I performed an exploratory data analysis of chromosome 1 (chr1) SNVs from the  database that was made available with the paper.

First, I just looked at where the SNVs on chrom 1 were located as classified by Ensembl region:

chr1_num_variants_by_ensemblregion
Fig 1. Number of variants in the scSNV database on chromosome 1  by Ensembl region.
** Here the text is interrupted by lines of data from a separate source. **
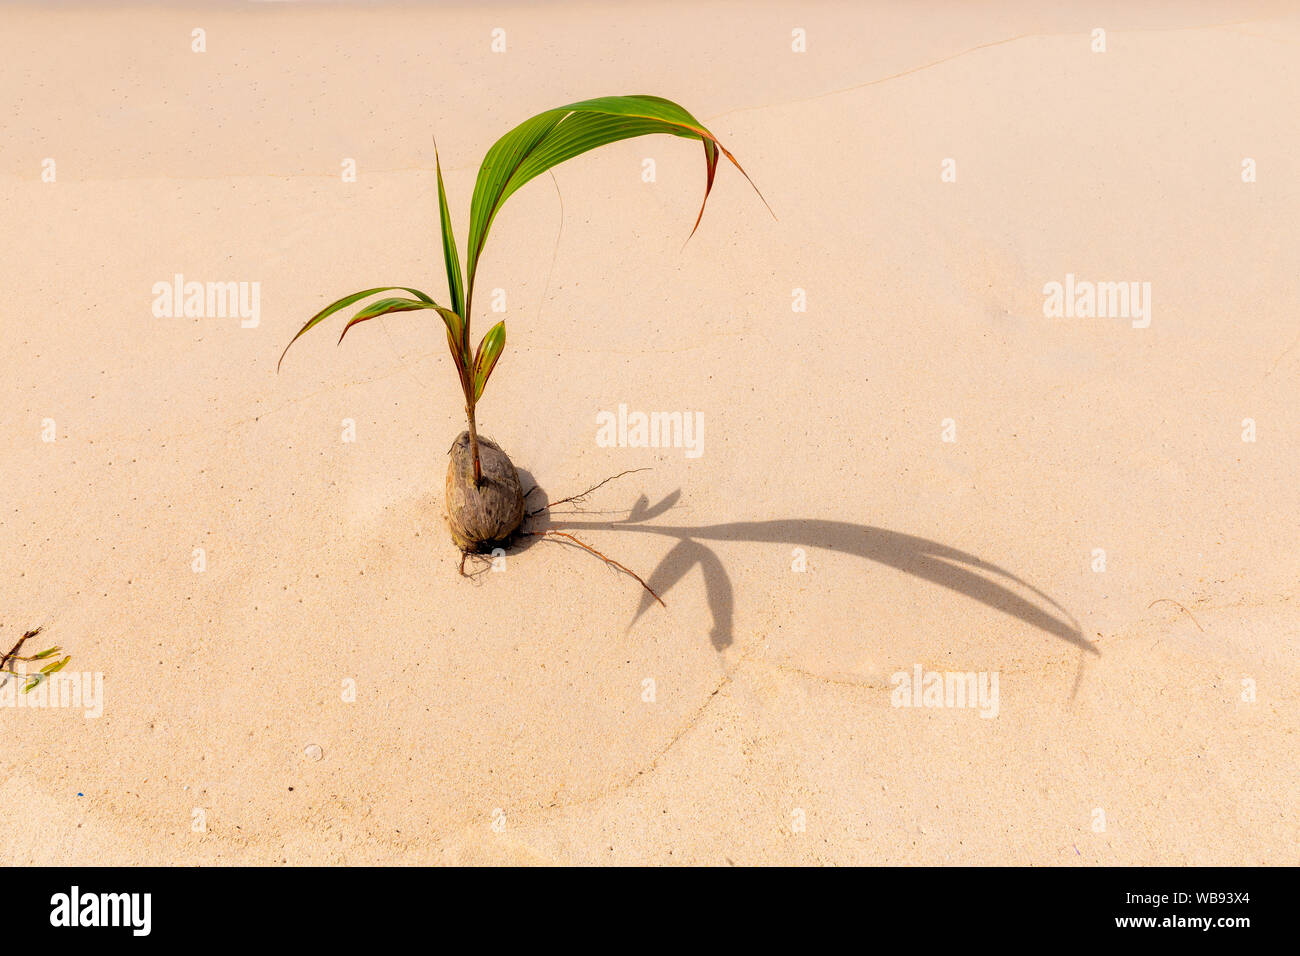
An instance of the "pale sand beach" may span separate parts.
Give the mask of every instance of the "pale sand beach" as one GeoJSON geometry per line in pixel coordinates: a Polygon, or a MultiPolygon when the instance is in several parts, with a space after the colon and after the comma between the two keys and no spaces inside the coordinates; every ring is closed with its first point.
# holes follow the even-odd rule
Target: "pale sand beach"
{"type": "Polygon", "coordinates": [[[0,696],[4,863],[1300,862],[1294,4],[0,22],[0,653],[102,680],[0,696]],[[527,527],[666,608],[559,540],[458,573],[436,318],[276,372],[443,298],[435,135],[463,253],[497,137],[625,93],[775,218],[724,163],[687,242],[669,136],[529,183],[478,422],[534,506],[647,469],[527,527]]]}

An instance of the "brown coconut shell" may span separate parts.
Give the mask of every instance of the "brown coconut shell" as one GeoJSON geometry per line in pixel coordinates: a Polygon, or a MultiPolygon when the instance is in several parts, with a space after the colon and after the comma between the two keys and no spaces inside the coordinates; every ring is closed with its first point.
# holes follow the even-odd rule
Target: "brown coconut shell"
{"type": "Polygon", "coordinates": [[[461,432],[447,464],[447,525],[462,551],[504,545],[524,520],[524,491],[510,456],[480,435],[478,459],[483,480],[476,486],[469,432],[461,432]]]}

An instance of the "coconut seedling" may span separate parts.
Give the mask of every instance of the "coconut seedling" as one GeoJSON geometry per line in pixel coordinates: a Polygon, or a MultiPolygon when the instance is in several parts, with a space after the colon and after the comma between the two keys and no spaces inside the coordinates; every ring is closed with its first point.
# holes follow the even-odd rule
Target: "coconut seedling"
{"type": "MultiPolygon", "coordinates": [[[[705,203],[708,202],[714,174],[722,156],[749,179],[735,157],[718,142],[717,137],[685,109],[669,100],[644,95],[606,96],[547,110],[506,133],[483,157],[470,202],[469,241],[465,270],[462,273],[451,216],[447,211],[442,164],[435,145],[434,163],[438,180],[443,263],[447,273],[447,304],[440,305],[424,292],[408,286],[365,289],[344,296],[321,309],[285,346],[287,353],[289,346],[304,333],[334,313],[363,299],[384,293],[405,292],[409,296],[385,296],[363,306],[343,326],[339,335],[340,343],[354,325],[381,315],[394,312],[437,314],[445,327],[447,346],[465,396],[468,427],[451,447],[446,498],[451,536],[462,554],[488,551],[508,542],[519,531],[525,516],[524,493],[514,463],[499,445],[479,435],[475,419],[475,409],[483,397],[483,390],[506,346],[504,321],[488,329],[476,348],[470,346],[474,280],[492,223],[502,205],[517,189],[552,167],[598,146],[654,133],[695,139],[703,144],[705,203]]],[[[757,192],[756,187],[755,191],[757,192]]],[[[699,227],[703,216],[704,205],[701,204],[695,228],[699,227]]],[[[695,234],[695,228],[691,229],[691,235],[695,234]]],[[[284,361],[283,354],[280,361],[284,361]]],[[[276,367],[278,369],[279,365],[276,367]]],[[[582,542],[576,543],[587,547],[582,542]]],[[[604,558],[604,555],[600,556],[604,558]]],[[[611,563],[617,565],[617,562],[611,563]]],[[[622,565],[617,566],[622,568],[622,565]]],[[[462,558],[462,569],[463,567],[462,558]]]]}

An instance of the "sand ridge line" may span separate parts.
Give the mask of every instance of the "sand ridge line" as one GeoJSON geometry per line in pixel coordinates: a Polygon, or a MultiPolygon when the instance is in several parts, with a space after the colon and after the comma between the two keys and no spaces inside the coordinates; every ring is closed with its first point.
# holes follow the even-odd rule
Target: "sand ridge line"
{"type": "MultiPolygon", "coordinates": [[[[137,157],[144,158],[144,157],[137,157]]],[[[444,173],[448,172],[468,172],[469,166],[459,168],[445,168],[444,173]]],[[[420,166],[376,166],[366,167],[366,174],[382,173],[428,173],[434,174],[433,166],[425,168],[420,166]]],[[[286,182],[292,182],[299,179],[328,179],[337,182],[339,174],[332,173],[223,173],[218,176],[180,176],[168,175],[165,173],[156,173],[152,176],[83,176],[79,179],[67,179],[61,172],[59,175],[60,183],[224,183],[236,179],[282,179],[286,182]]],[[[40,180],[33,180],[30,176],[14,175],[12,173],[0,173],[0,179],[11,180],[15,185],[36,185],[41,186],[40,180]]]]}
{"type": "MultiPolygon", "coordinates": [[[[1082,651],[1080,651],[1080,658],[1081,659],[1084,658],[1082,651]]],[[[680,742],[683,738],[685,738],[692,730],[695,729],[695,727],[700,723],[700,721],[704,719],[705,715],[712,707],[714,701],[718,699],[718,695],[722,692],[722,690],[730,686],[732,683],[734,683],[736,680],[738,680],[741,677],[740,671],[743,668],[745,668],[747,665],[753,665],[757,667],[766,668],[769,670],[776,670],[783,673],[789,673],[797,677],[802,677],[808,680],[813,680],[818,683],[827,684],[830,686],[842,686],[842,687],[852,687],[854,689],[882,690],[882,691],[890,689],[887,680],[882,680],[879,682],[870,682],[865,680],[863,681],[841,680],[834,677],[828,677],[826,675],[817,674],[813,671],[804,670],[803,668],[797,667],[792,664],[788,664],[783,661],[768,661],[759,657],[754,657],[750,654],[746,654],[740,657],[739,659],[737,659],[735,664],[727,672],[723,674],[722,679],[718,682],[717,686],[713,689],[713,691],[710,692],[709,696],[704,700],[704,702],[701,703],[688,718],[686,718],[683,725],[671,736],[671,738],[669,738],[668,742],[659,749],[659,751],[648,761],[648,763],[645,766],[641,767],[641,769],[625,777],[621,782],[611,784],[610,786],[600,790],[598,793],[591,794],[590,796],[579,797],[574,800],[563,801],[563,802],[557,801],[555,803],[548,804],[545,807],[539,807],[531,810],[529,809],[516,810],[511,814],[512,819],[517,820],[520,817],[523,817],[527,821],[530,818],[539,817],[541,815],[548,814],[552,810],[569,810],[575,807],[586,806],[591,803],[595,803],[597,801],[604,800],[608,797],[615,796],[616,794],[622,793],[623,791],[630,789],[642,777],[645,777],[649,774],[653,774],[656,770],[659,769],[663,759],[678,744],[678,742],[680,742]]],[[[1051,670],[1053,666],[1054,665],[1049,665],[1047,668],[1040,669],[1040,670],[1051,670]]],[[[1039,672],[1038,670],[1034,670],[1034,669],[1025,669],[1025,670],[1006,670],[1003,668],[998,669],[999,674],[1033,674],[1038,672],[1039,672]]],[[[1079,677],[1080,675],[1076,674],[1075,677],[1076,690],[1077,690],[1079,677]]]]}
{"type": "MultiPolygon", "coordinates": [[[[742,662],[737,662],[737,666],[739,666],[740,663],[742,662]]],[[[549,814],[550,811],[552,810],[568,810],[573,807],[586,806],[587,804],[595,803],[598,800],[604,800],[607,797],[614,796],[615,794],[622,793],[624,790],[630,789],[642,777],[646,776],[647,774],[652,774],[656,770],[658,770],[660,761],[662,761],[663,758],[668,754],[668,752],[677,745],[677,742],[681,740],[683,737],[685,737],[688,733],[690,733],[693,729],[695,729],[695,726],[704,718],[704,715],[708,712],[713,702],[717,700],[718,695],[722,692],[723,688],[731,684],[734,677],[734,670],[735,669],[733,668],[732,671],[726,672],[722,675],[722,679],[718,682],[717,686],[714,687],[714,689],[709,693],[709,696],[705,698],[704,702],[700,704],[695,709],[694,713],[692,713],[686,719],[685,724],[683,724],[683,726],[680,727],[677,730],[677,732],[672,735],[671,738],[669,738],[668,743],[666,743],[663,747],[661,747],[659,751],[653,757],[650,758],[649,762],[645,766],[641,767],[641,769],[625,777],[622,781],[611,784],[610,786],[601,790],[599,793],[594,793],[587,797],[580,797],[576,800],[569,800],[565,802],[557,801],[555,803],[548,804],[545,807],[537,807],[531,810],[529,809],[517,810],[515,811],[515,814],[517,814],[518,817],[523,817],[525,818],[525,820],[527,820],[529,817],[532,816],[541,816],[543,814],[549,814]]]]}
{"type": "MultiPolygon", "coordinates": [[[[1084,652],[1080,650],[1079,654],[1080,656],[1082,656],[1084,652]]],[[[1086,661],[1087,658],[1084,657],[1084,660],[1086,661]]],[[[891,683],[890,679],[886,677],[882,677],[879,679],[853,679],[847,677],[831,676],[828,674],[818,674],[816,671],[806,670],[802,667],[799,667],[796,664],[791,664],[788,661],[767,661],[756,657],[742,658],[737,663],[738,665],[757,664],[762,667],[767,667],[771,670],[780,671],[783,674],[791,674],[795,677],[801,677],[806,680],[815,681],[819,684],[826,684],[832,687],[852,687],[860,690],[878,690],[878,691],[889,691],[889,692],[892,692],[894,690],[894,686],[891,683]]],[[[1001,676],[1024,677],[1024,676],[1047,674],[1054,670],[1058,670],[1059,668],[1063,667],[1067,663],[1071,668],[1074,668],[1076,666],[1073,661],[1048,661],[1044,663],[1041,667],[1026,667],[1026,668],[997,667],[997,668],[993,668],[993,670],[996,670],[1000,677],[1001,676]]],[[[945,670],[945,668],[942,665],[937,663],[927,665],[926,669],[937,670],[937,671],[945,670]]]]}
{"type": "MultiPolygon", "coordinates": [[[[1111,30],[1109,32],[1116,33],[1116,34],[1181,33],[1187,30],[1217,30],[1221,28],[1241,26],[1248,23],[1265,23],[1265,22],[1268,21],[1233,20],[1227,23],[1198,24],[1189,27],[1134,27],[1133,29],[1130,30],[1111,30]]],[[[1240,31],[1230,31],[1230,32],[1240,32],[1240,31]]],[[[1251,34],[1242,34],[1242,35],[1251,36],[1251,34]]],[[[1020,33],[1013,37],[1007,37],[1004,40],[990,40],[988,43],[980,43],[977,44],[976,46],[968,47],[965,50],[961,50],[958,53],[953,53],[950,54],[949,56],[941,57],[938,60],[932,60],[929,63],[922,63],[920,66],[913,66],[899,73],[892,73],[889,76],[882,76],[879,77],[878,79],[866,80],[862,83],[855,83],[852,86],[845,86],[835,90],[827,90],[824,93],[814,93],[812,96],[804,96],[804,97],[799,97],[797,99],[779,100],[775,103],[764,103],[759,106],[738,106],[735,109],[724,110],[721,113],[715,113],[712,116],[706,116],[704,117],[704,122],[712,123],[716,119],[719,119],[723,116],[731,116],[735,113],[750,113],[755,110],[779,109],[784,106],[797,106],[801,103],[811,103],[814,102],[815,100],[825,99],[826,97],[829,96],[839,96],[842,93],[852,93],[855,90],[864,90],[871,86],[879,86],[882,83],[888,83],[890,80],[897,80],[904,76],[910,76],[913,73],[920,73],[922,70],[929,70],[936,66],[942,66],[944,63],[951,63],[953,60],[960,59],[961,57],[966,56],[967,54],[970,53],[977,53],[980,50],[987,50],[995,46],[1005,46],[1008,43],[1015,43],[1017,40],[1028,40],[1033,38],[1051,39],[1054,37],[1073,37],[1073,36],[1086,36],[1086,34],[1082,32],[1075,32],[1075,31],[1069,31],[1065,33],[1020,33]]]]}

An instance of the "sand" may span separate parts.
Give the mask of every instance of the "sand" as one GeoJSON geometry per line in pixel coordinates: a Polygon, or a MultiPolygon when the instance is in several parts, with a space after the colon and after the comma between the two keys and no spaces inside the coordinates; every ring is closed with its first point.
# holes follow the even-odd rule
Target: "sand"
{"type": "Polygon", "coordinates": [[[1036,6],[0,7],[0,650],[103,681],[0,707],[0,859],[1298,862],[1300,16],[1036,6]],[[530,526],[666,609],[555,541],[459,576],[436,319],[275,369],[444,298],[435,133],[463,250],[497,136],[632,92],[777,218],[723,168],[683,247],[670,137],[529,184],[478,418],[530,502],[648,469],[530,526]]]}

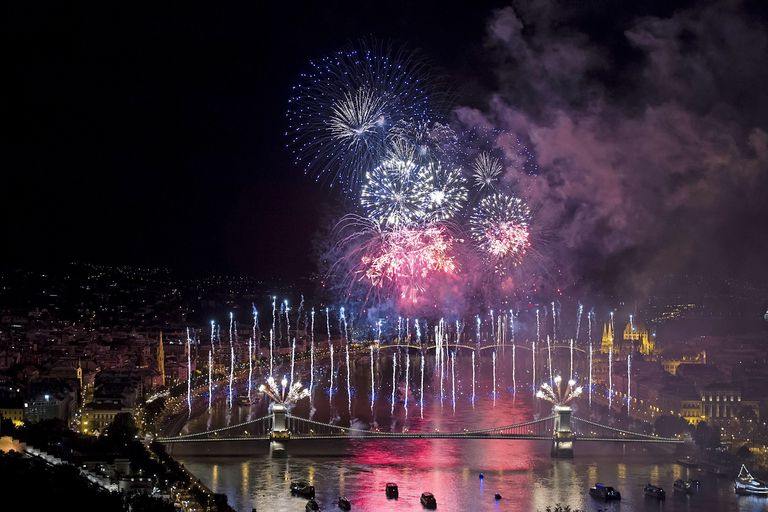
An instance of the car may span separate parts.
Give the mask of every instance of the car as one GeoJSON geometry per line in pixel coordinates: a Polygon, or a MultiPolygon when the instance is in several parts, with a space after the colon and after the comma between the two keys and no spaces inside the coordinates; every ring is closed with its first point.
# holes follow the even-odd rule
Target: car
{"type": "Polygon", "coordinates": [[[352,510],[352,504],[344,496],[339,496],[339,499],[336,503],[337,505],[339,505],[339,508],[341,510],[352,510]]]}
{"type": "Polygon", "coordinates": [[[320,504],[314,498],[311,498],[304,506],[305,512],[315,512],[317,510],[320,510],[320,504]]]}
{"type": "Polygon", "coordinates": [[[397,489],[397,484],[393,482],[387,482],[387,486],[384,489],[384,492],[387,494],[387,498],[391,500],[396,500],[400,495],[400,491],[397,489]]]}
{"type": "Polygon", "coordinates": [[[431,510],[434,510],[437,508],[437,500],[435,499],[435,496],[431,492],[421,493],[421,498],[419,498],[419,501],[421,502],[421,506],[424,508],[428,508],[431,510]]]}
{"type": "Polygon", "coordinates": [[[299,480],[298,482],[291,482],[291,494],[295,494],[296,496],[302,496],[304,498],[314,498],[315,486],[309,485],[309,483],[304,480],[299,480]]]}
Not surprisingly, ‘intronic’, ‘exonic’, and ‘splicing’ are the most common regions for potential splice-altering SNPs.

As can be seen from Fig 1, most of the SNVs are located in introns, exons, and splicing consensus sites according to their Ensembl records.

Next, I created histograms for the chrom 1 SNVs by their Ensembl classification, looking at rf scores only (keep in mind that the scale on the  y-axis for the plots in Fig 2 and 3 differs dramatically between regions).  The x-axis is the probability of being splice-altering according to the pre-computed rf score.

chr1_rfscore_by_ensemblregion
Fig 2. Random-forest (rf) score by ensembl region for the ~15 M scSNVs in the database.

I noticed the fact that within ‘exonic’ regions on chrom 1, the rf scores take on a range of values from 0.0 to 1.0 in a broad distribution, while in other regions like ‘UTR3’, ‘UTR5’, ‘downstream’, etc… the distributions are narrowly skewed towards zero.  For the ‘intronic’ region, the majority of sites have low probability of being splice-altering, while at the ‘splicing’ consensus sites, the vast majority are predicted to be splice-altering variants.  This appears to make intuitive sense.

I performed the same analysis for the adaboost scores, as shown in Fig 3 (below).  You can see that the adaboost scores take on a more binary distribution than the rf scores, with any individual SNV likely to be classified as ~1 or 0 according to the adaptive boosting method.  Just like the rf scores, SNVs in ‘exonic’ regions are equally likely to be splice-altering as not, while those in ‘splicing’ regions are highly likely to be splice-altering.  An SNV in an ‘intronic’ regions is ~3X more likely to have no effect on splicing.

chr1_adascore_by_ensemblregion
Fig 3. Ada score by Ensembl region for the scSNV database.

 

Finally, I looked at the relationship between the two scoring methods for the SNVs that fall within the Ensembl-characterized ‘splicing’ regions on chrom 1.  That scatter plot is shown below in Fig 4.

I suppose I was expecting a tight linear correlation between the two approaches, however the data show that the rf and adaboost methods differ substantially in their assessment of the collection of SNVs in these regions.

It is obvious from the plot below that there are many SNVs that the rf method considers to have low probability of being splice-altering that are found to have very high (>0.9) probability by the adaboost method.

Fig 4. Scatter plot of rf score vs. ada score for SNVs within 'splicing' regions on chrom 1.
Fig 4. Scatter plot of rf score vs. ada score for SNVs within ‘splicing’ regions on chrom 1.

This result would appear to suggest that if one is going to classify variants as “splice-altering” from this database, it would be best to consider both predictions or some combination of them rather than relying on either score alone if the goal is not to miss any potentially important sites.  Conversely, if the goal is to only consider sites with very high likelihood of being splice-altering, a threshold could be set such that both scores need to be above 0.8, for example.